Yeah it’s actually, you can get the blues afterwards, because the tent’s been pulled down and it’s not going to be here for another year. It’s a really great festival, and a really great time in Melbourne too. Autumn’s my favourite season, I just love autumn in this city. Whereabouts are you in Melbourne? Is it still? Look out the window – are there leaves blowing? That’s autumn in Melbourne, completely still. It’s a very windy city we live in, but just take note over the next three months how still it is. Particularly if you’ve got a view of the Bay in your travels – it’s like a pond in autumn, just beautiful.
And finally, could you recommend any up-and-coming comedians at this year’s festival?
Yep, Karl’s two rooms – European Beer Café and Spleen – become stalwarts. And Tommy’s also got a room too, Catfish, on Tuesdays.

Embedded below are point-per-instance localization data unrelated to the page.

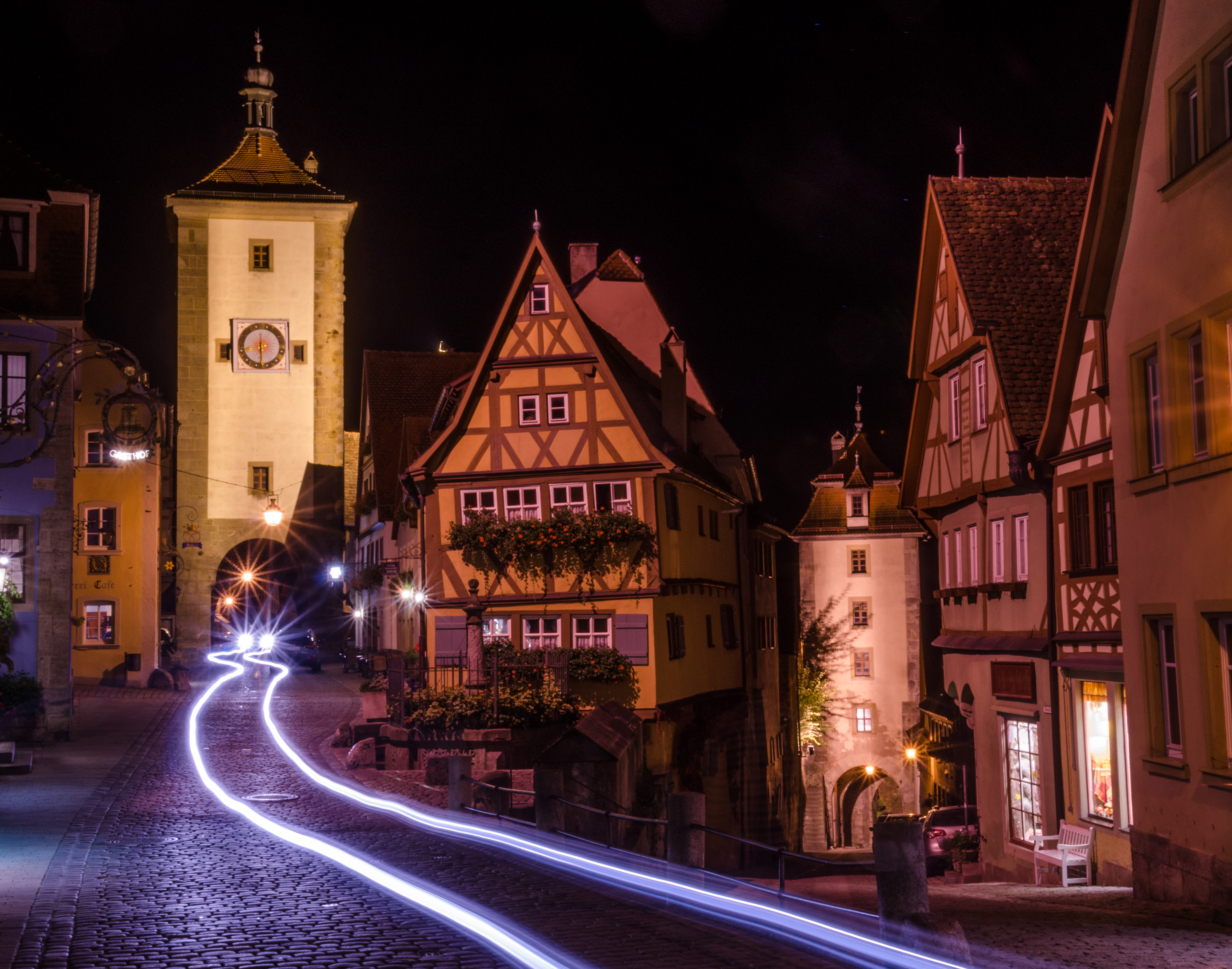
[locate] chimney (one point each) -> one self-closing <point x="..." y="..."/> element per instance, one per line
<point x="583" y="259"/>
<point x="672" y="383"/>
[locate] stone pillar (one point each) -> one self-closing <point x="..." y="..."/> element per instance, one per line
<point x="899" y="861"/>
<point x="549" y="812"/>
<point x="685" y="844"/>
<point x="473" y="635"/>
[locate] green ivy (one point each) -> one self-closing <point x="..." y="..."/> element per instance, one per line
<point x="588" y="546"/>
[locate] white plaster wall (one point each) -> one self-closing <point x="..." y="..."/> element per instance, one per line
<point x="259" y="417"/>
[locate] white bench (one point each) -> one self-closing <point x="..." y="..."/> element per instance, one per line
<point x="1073" y="849"/>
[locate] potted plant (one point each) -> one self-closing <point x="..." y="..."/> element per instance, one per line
<point x="964" y="847"/>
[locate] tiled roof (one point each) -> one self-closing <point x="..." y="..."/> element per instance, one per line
<point x="1015" y="244"/>
<point x="401" y="385"/>
<point x="620" y="268"/>
<point x="261" y="166"/>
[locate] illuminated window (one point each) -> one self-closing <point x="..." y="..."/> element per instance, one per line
<point x="541" y="633"/>
<point x="592" y="630"/>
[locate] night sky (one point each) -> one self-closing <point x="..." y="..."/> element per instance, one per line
<point x="768" y="163"/>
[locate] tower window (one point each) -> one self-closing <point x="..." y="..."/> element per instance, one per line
<point x="261" y="254"/>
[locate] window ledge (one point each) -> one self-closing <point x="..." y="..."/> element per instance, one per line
<point x="1151" y="482"/>
<point x="1200" y="469"/>
<point x="1171" y="767"/>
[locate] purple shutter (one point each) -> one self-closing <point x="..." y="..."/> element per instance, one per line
<point x="450" y="639"/>
<point x="632" y="638"/>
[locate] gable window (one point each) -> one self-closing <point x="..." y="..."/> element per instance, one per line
<point x="859" y="561"/>
<point x="1105" y="523"/>
<point x="997" y="529"/>
<point x="559" y="409"/>
<point x="727" y="627"/>
<point x="480" y="501"/>
<point x="100" y="624"/>
<point x="1155" y="412"/>
<point x="528" y="410"/>
<point x="1021" y="548"/>
<point x="540" y="300"/>
<point x="541" y="633"/>
<point x="522" y="505"/>
<point x="1021" y="748"/>
<point x="96" y="450"/>
<point x="14" y="390"/>
<point x="1080" y="528"/>
<point x="592" y="632"/>
<point x="980" y="379"/>
<point x="15" y="242"/>
<point x="1198" y="395"/>
<point x="1170" y="687"/>
<point x="613" y="496"/>
<point x="676" y="637"/>
<point x="955" y="399"/>
<point x="261" y="254"/>
<point x="13" y="559"/>
<point x="672" y="506"/>
<point x="102" y="528"/>
<point x="570" y="496"/>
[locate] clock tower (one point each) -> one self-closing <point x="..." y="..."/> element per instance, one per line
<point x="261" y="327"/>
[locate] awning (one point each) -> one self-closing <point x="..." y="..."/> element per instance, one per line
<point x="992" y="644"/>
<point x="1102" y="661"/>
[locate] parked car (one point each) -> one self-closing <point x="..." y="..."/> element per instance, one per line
<point x="939" y="825"/>
<point x="300" y="649"/>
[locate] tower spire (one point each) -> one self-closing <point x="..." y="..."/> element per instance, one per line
<point x="259" y="94"/>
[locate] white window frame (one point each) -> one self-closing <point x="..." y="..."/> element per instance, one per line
<point x="479" y="506"/>
<point x="520" y="511"/>
<point x="997" y="529"/>
<point x="535" y="634"/>
<point x="627" y="501"/>
<point x="561" y="400"/>
<point x="980" y="381"/>
<point x="580" y="508"/>
<point x="87" y="548"/>
<point x="955" y="395"/>
<point x="1022" y="548"/>
<point x="587" y="637"/>
<point x="863" y="719"/>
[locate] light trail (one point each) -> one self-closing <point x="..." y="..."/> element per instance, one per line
<point x="835" y="941"/>
<point x="483" y="930"/>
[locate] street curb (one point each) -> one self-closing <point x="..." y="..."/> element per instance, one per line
<point x="47" y="934"/>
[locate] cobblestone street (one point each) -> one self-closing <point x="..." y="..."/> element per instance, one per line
<point x="226" y="894"/>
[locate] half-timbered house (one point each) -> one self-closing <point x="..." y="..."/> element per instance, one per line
<point x="583" y="399"/>
<point x="996" y="265"/>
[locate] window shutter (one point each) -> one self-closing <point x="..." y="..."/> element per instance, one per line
<point x="632" y="638"/>
<point x="450" y="639"/>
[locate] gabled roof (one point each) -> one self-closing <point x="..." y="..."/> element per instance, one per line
<point x="259" y="167"/>
<point x="1015" y="243"/>
<point x="400" y="385"/>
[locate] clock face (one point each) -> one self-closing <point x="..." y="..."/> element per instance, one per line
<point x="259" y="346"/>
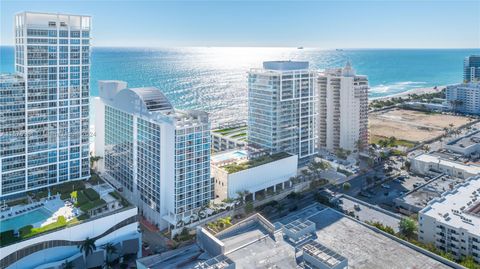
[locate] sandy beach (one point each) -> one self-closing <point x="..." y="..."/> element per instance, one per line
<point x="412" y="91"/>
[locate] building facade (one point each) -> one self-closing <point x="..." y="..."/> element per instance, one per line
<point x="451" y="222"/>
<point x="45" y="105"/>
<point x="464" y="98"/>
<point x="158" y="156"/>
<point x="471" y="69"/>
<point x="282" y="109"/>
<point x="435" y="164"/>
<point x="234" y="174"/>
<point x="342" y="109"/>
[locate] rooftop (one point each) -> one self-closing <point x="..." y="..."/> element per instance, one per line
<point x="253" y="244"/>
<point x="471" y="139"/>
<point x="442" y="160"/>
<point x="285" y="65"/>
<point x="237" y="160"/>
<point x="237" y="132"/>
<point x="458" y="207"/>
<point x="419" y="197"/>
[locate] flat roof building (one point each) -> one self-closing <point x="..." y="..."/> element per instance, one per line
<point x="342" y="109"/>
<point x="335" y="242"/>
<point x="237" y="171"/>
<point x="452" y="222"/>
<point x="282" y="109"/>
<point x="157" y="155"/>
<point x="44" y="108"/>
<point x="466" y="145"/>
<point x="464" y="98"/>
<point x="471" y="68"/>
<point x="428" y="164"/>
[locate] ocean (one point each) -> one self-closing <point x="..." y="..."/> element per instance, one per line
<point x="215" y="79"/>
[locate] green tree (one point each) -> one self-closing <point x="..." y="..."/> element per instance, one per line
<point x="68" y="265"/>
<point x="249" y="207"/>
<point x="469" y="262"/>
<point x="408" y="227"/>
<point x="87" y="246"/>
<point x="110" y="249"/>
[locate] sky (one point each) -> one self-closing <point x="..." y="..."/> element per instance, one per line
<point x="319" y="24"/>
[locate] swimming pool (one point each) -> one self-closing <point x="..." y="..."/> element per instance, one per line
<point x="28" y="218"/>
<point x="231" y="155"/>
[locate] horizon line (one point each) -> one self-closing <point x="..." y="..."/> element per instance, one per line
<point x="277" y="47"/>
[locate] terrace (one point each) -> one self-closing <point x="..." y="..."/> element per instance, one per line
<point x="62" y="206"/>
<point x="238" y="165"/>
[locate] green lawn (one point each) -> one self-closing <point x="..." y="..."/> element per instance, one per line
<point x="234" y="167"/>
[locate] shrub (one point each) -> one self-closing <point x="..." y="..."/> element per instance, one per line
<point x="249" y="207"/>
<point x="7" y="237"/>
<point x="25" y="230"/>
<point x="91" y="194"/>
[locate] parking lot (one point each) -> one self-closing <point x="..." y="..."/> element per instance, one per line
<point x="384" y="194"/>
<point x="369" y="213"/>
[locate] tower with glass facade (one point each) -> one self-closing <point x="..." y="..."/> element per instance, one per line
<point x="282" y="108"/>
<point x="471" y="69"/>
<point x="50" y="90"/>
<point x="158" y="156"/>
<point x="343" y="109"/>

My advice for an up and coming comedian, especially around this time of year, is get out see some internationals. You know, it’s an international festival, so you can see what the best of the rest of the world has to offer. But also, you’ll realise that – it’s a little demystifying too. Because they’re not superhuman, they haven’t got magical powers, they’re just people up there with ideas, being presented in their particular style. So it helps to demystify it, to not be so intimidated by the spectre of, you know, getting into the comedy world.
Lawrence Mooney is bringing …Like, Literally to Adelaide between the 6th and the 19th of March, and to the Melbourne International Comedy Festival from the 30th of March to the 23rd of April, no Mondays.